Will my business survive, as I become semi-nomadic?
What should I tell people?

I’ve already answered the last one. My clients who hire me on a regular basis have already been informed of my plans and given other options. Everyone else (those folks who hire me intermittently) can call me when they need help, and if I’m not available at that time, I’ll connect them with someone awesome who is. Easy peasy.

The remaining questions are harder, because I have no way of knowing the answers yet. And I guess the whole not-knowing thing has been wigging me out, leading to spikes of insomnia and eating too many Cheetos.

If I look at this situation logically, it’s kind of funny.
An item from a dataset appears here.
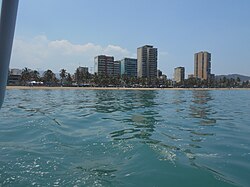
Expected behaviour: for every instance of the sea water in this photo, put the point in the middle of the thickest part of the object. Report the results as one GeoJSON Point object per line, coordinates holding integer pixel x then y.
{"type": "Point", "coordinates": [125, 138]}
Why do I think I should know everything about what’s going to happen next year?

Because I’m used to living my life “according to plan” – that’s why.


Lessons from the In-Between

My old life (that I loved for a long time) is slipping away fast, and that’s scary. My new life (that I’m enthused for) isn’t quite here yet, so I’m sitting here watching my old passions crumble into dust. Combine that with the fact that I’m a chick who likes to plan everything and next year is pretty plan-free—no wonder I’ve been so anxious. I’m stuck in the “in-between,” and way outside my comfort zone.

Here’s what I’m telling myself, when I feel afraid:

  • I can’t have an adventure until I let go of what’s familiar.
  • Following your bliss comes at a cost. No one tells you that, but it’s true.
  • If you miss working all that much, you can start working again. But wait and see, instead of rushing back in.
  • You and P have worked so hard for this. Enjoy it. Go see the world!

Letting go is hard! And even though I know that, knowing hasn’t made it much easier. But the good news is that I’ve only got three more months left in the in-between. Starting in January, anything’s possible.

“Let us step into the night and pursue that flighty temptress, adventure.”